A apelante foi ainda condenada ao pagamento de honorários advocatícios, tendo em conta o estabelecido no art. 85 do NCPC, em 10% sobre o valor da condenação, compreendidas as parcelas vencidas (Súmula 76/TRF4), encontrando-se suspensa a exigibilidade nos termos do art. 98, § 3º, face à concessão do benefício da assistência judiciária gratuita concedida à demandada.
Em suas razões (evento 38 do eproc originário) pede a reforma da sentença, sustentando, em síntese, ser vedada a cobrança de valores recebidos, salvo comprovada má-fé, o que não se deu no caso concreto, uma vez que os valores foram recebidos por força de decisão judicial.
Foram apresentadas contrarrazões pelo INSS (evento 41).

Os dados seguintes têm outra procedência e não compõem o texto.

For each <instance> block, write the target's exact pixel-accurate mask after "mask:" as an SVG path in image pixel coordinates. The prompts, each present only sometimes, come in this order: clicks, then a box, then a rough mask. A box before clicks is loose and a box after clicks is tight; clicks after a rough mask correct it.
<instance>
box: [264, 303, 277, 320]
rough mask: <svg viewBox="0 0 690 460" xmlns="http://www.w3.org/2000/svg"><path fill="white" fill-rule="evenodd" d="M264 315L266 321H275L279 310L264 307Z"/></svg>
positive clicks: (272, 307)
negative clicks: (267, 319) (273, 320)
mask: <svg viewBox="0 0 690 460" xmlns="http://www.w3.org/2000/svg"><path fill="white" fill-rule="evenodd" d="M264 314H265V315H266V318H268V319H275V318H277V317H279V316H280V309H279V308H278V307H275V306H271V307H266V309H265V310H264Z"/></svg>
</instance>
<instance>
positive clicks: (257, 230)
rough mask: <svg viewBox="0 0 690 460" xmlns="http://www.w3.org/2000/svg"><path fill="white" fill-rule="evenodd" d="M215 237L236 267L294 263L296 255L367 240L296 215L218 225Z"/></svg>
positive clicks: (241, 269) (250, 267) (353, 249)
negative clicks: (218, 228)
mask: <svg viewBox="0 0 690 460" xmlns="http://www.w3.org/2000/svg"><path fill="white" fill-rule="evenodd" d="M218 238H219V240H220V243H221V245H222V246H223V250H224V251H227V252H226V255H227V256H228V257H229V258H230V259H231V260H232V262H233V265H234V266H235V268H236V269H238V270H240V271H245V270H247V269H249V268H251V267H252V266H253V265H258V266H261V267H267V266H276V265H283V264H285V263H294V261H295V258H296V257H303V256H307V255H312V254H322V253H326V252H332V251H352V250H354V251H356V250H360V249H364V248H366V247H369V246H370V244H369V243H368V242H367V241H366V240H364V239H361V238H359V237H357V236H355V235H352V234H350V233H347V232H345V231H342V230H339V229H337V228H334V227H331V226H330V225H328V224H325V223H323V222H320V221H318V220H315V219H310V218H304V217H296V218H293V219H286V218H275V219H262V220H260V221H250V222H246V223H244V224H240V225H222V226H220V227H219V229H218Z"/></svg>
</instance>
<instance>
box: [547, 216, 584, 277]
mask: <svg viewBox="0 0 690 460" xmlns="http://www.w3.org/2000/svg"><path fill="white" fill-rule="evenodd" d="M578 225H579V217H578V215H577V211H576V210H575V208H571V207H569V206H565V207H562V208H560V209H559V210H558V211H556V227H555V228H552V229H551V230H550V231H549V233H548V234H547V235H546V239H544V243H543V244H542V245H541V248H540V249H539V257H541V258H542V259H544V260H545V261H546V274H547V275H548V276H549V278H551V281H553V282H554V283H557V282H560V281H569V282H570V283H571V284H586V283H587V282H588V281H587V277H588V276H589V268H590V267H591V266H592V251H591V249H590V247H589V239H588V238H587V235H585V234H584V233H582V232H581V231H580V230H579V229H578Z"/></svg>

O feito alçou a esta Corte sendo devidamente autuado e distribuído.
É o relatório.
VOTO
Inicialmente, em observância às regras do atual CPC quanto ao juízo de admissibilidade, consigno que a apelação deve ser conhecida em face do preenchimento dos requisitos legais.
Na ação previdenciária nº 2011.71.57.000503-8, posteriormente autuada na forma eletrônica sob o nº 5007474-21.2011.404.7107, a apelante buscou provimento judicial no sentido de obtenção de aposentadoria por invalidez, a qual foi concedida em sentença, entretanto, em grau de recurso, restou revogada.
Não obstante tenha sido revogada a antecipação dos efeitos da tutela, tenho que é incabível a restituição dos valores recebidos a esse título.
Com efeito. Está consolidado o entendimento jurisprudencial no sentido de que, em se tratando de valores percebidos de boa-fé pelo segurado, seja por erro da Administração, seja em razão de antecipação de tutela, não é cabível a repetição das parcelas pagas.
Os princípios da razoabilidade, da segurança jurídica e da dignidade da pessoa humana, aplicados à hipótese, conduzem à impossibilidade de repetição das verbas previdenciárias. Trata-se de benefício de caráter alimentar, recebido pelo beneficiário de boa-fé.
Deve-se ter por inaplicável o art. 115 da Lei 8.213/91 na hipótese de inexistência de má-fé do segurado.
Não se trata de reconhecer a inconstitucionalidade do dispositivo, mas que a sua aplicação ao caso concreto não é compatível com a generalidade e a abstração de seu preceito, o que afasta a necessidade de observância da cláusula de reserva de plenário (art. 97 da Constituição Federal). Nesse sentido vem decidindo o STF, v.g.: AI 820.685-AgR, Rel. Min. Ellen Gracie; AI 746.442-AgR, Rel. Min. Cármen Lúcia.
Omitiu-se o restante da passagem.